Odyssey Data Value Mining Tool | A Next-generation Computing Engine for AnalyticDB for PostgreSQL

This article outlines the features of the new Odyssey computing engine of AnalyticDB for PostgreSQL in terms of architecture design, core technology, and performance evaluation.

By Kuairui, Changbie, Zhishu, et al.

Purpose

With the advent of the digital economy era, more and more applications rely on data analysis to mine the value of data. Databases with online analytical processing (OLAP) capabilities provide the foundation for big data storage and online analysis and also provide a technical platform to mine the value of data online.

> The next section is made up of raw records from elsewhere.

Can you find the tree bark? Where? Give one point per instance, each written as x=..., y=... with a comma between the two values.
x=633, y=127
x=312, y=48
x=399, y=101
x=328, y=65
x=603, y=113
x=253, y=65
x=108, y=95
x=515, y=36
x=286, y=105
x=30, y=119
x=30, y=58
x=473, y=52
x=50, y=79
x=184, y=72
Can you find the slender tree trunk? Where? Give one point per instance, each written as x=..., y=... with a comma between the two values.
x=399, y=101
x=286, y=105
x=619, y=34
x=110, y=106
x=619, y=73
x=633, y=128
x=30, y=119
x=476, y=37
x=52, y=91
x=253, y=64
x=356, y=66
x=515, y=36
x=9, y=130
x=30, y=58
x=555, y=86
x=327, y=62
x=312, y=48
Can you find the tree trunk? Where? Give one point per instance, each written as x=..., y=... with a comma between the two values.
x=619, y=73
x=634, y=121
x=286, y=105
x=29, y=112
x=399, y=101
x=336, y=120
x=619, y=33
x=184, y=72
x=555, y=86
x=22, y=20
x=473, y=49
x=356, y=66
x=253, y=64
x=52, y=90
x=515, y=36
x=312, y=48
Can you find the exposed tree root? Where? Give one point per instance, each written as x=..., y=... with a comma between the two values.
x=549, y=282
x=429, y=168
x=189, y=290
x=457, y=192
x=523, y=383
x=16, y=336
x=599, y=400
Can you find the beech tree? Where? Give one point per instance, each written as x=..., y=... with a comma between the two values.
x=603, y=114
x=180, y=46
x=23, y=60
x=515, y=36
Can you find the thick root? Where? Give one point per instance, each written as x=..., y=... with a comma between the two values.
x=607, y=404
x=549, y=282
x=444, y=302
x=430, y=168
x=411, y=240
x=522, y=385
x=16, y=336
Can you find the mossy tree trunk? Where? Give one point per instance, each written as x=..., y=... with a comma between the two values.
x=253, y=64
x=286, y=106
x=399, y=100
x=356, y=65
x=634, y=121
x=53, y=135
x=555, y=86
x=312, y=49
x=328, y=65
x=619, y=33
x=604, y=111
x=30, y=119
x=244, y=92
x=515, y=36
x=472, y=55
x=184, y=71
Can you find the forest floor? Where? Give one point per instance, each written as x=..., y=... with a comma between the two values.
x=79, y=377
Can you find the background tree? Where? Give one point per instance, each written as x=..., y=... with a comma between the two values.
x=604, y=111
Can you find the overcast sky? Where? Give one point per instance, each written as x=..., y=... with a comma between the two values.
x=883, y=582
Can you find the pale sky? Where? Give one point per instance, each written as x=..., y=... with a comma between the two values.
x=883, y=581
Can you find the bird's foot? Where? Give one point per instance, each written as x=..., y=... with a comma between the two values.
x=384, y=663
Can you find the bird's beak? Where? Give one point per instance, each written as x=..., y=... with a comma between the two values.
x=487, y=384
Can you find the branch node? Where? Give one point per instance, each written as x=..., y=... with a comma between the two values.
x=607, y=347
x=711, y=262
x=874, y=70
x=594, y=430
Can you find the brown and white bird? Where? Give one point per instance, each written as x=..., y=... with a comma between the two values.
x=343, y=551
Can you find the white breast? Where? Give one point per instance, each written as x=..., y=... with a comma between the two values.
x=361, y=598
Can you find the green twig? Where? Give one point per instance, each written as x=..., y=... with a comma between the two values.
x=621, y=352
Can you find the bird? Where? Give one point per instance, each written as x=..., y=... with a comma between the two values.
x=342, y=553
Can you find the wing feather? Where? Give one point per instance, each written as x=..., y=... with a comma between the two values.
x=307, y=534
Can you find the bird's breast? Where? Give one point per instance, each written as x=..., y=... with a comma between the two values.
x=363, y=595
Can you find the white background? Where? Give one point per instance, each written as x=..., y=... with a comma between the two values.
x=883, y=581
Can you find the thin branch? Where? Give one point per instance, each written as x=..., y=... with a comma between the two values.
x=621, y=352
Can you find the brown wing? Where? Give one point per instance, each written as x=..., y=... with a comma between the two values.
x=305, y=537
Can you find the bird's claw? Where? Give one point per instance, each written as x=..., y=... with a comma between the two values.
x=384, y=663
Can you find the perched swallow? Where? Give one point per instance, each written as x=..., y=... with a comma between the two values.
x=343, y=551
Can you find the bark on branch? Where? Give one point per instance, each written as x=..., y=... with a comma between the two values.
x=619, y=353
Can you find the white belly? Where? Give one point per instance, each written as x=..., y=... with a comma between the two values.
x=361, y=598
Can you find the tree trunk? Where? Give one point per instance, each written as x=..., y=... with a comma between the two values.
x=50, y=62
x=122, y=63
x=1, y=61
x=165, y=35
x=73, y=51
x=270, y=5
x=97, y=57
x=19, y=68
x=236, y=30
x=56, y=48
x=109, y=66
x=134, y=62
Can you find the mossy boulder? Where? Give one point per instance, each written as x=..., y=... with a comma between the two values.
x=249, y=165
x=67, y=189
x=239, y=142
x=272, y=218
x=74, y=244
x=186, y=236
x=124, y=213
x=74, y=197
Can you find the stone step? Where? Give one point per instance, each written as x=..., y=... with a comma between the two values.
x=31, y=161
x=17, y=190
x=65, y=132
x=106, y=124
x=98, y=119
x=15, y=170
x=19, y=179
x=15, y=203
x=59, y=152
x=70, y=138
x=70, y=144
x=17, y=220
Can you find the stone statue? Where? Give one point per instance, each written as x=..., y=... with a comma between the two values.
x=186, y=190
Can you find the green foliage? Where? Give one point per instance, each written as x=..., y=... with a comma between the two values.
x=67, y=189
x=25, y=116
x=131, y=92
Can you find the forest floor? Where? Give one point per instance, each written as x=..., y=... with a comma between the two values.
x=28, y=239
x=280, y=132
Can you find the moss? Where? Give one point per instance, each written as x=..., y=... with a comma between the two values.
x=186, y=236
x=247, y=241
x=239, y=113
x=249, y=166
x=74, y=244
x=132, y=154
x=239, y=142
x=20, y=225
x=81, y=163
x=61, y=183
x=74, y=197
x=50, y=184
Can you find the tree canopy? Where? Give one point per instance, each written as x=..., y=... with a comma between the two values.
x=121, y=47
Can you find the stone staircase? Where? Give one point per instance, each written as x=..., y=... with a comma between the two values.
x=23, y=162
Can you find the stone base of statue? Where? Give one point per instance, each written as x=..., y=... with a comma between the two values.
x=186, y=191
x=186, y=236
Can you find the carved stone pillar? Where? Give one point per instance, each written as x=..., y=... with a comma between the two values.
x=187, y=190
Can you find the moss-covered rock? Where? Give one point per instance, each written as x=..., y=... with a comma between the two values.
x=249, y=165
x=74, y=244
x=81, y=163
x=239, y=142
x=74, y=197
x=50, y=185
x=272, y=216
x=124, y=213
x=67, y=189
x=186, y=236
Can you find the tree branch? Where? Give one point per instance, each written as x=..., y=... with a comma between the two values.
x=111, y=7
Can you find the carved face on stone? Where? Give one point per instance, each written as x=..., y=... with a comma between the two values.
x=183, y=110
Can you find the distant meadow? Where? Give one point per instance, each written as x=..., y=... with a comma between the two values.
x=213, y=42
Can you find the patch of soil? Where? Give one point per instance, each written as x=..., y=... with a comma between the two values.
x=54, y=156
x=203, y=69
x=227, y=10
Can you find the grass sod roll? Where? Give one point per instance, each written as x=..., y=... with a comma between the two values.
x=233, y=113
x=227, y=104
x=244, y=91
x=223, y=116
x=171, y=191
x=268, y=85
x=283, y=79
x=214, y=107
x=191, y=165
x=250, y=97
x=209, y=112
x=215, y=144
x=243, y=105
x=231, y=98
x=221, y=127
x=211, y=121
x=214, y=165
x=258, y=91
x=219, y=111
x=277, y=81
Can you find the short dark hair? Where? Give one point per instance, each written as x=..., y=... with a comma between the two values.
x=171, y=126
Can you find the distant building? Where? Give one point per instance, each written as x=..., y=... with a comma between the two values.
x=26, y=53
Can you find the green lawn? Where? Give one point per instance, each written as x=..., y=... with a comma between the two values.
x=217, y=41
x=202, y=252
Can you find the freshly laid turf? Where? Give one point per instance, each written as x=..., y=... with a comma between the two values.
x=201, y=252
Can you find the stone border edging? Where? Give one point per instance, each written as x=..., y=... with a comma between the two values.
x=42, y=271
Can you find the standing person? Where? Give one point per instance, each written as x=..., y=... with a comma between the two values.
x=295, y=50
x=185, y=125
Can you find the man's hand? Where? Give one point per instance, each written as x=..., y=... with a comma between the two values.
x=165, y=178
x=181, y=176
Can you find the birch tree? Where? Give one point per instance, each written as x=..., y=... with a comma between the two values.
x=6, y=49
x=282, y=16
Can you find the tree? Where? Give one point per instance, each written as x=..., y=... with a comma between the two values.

Through its research, Alibaba's OLAP team found that the execution engines of OLAP databases are generally developed based on existing online transaction processing (OLTP) execution engines, which leads to certain disadvantages, such as massive performance loss, legacy issues, and insufficient use of the latest optimization technologies and hardware.

With the rapid growth of data volumes and the increasing demand for data analysis, OLAP systems have to bear an exponential increase in computing volumes and do not perform well enough to meet the future needs for online data analysis. Upon analysis, Alibaba's OLAP team concluded that an OLAP execution engine must provide the following technical features to meet the needs of cloud migration and the digital economy:

Support for multiple hardware platforms: To meet the needs of enterprises migrating their businesses to the cloud, the OLAP execution engine must support the advanced RISC machine (ARM) platform in addition to the traditional x86 platform, and support acceleration through new hardware such as the graphics processing units (GPUs) and field-programmable gate arrays (FPGAs).
Excellent cost performance: The OLAP execution engine must maximize hardware performance and select the optimal algorithms and operators to improve the hardware execution efficiency. It must also use special algorithms and hardware to improve the efficiency of intensive and complex computing.
High SQL compatibility: The OLAP execution engine must be highly compatible with existing SQL standards, optimizer standards, and storage standards to simplify migration and learning. Users should only have to upgrade the minor versions of software to obtain the latest performance optimization technologies, without having to rewrite SQL statements, learn new optimization technologies, or migrate data.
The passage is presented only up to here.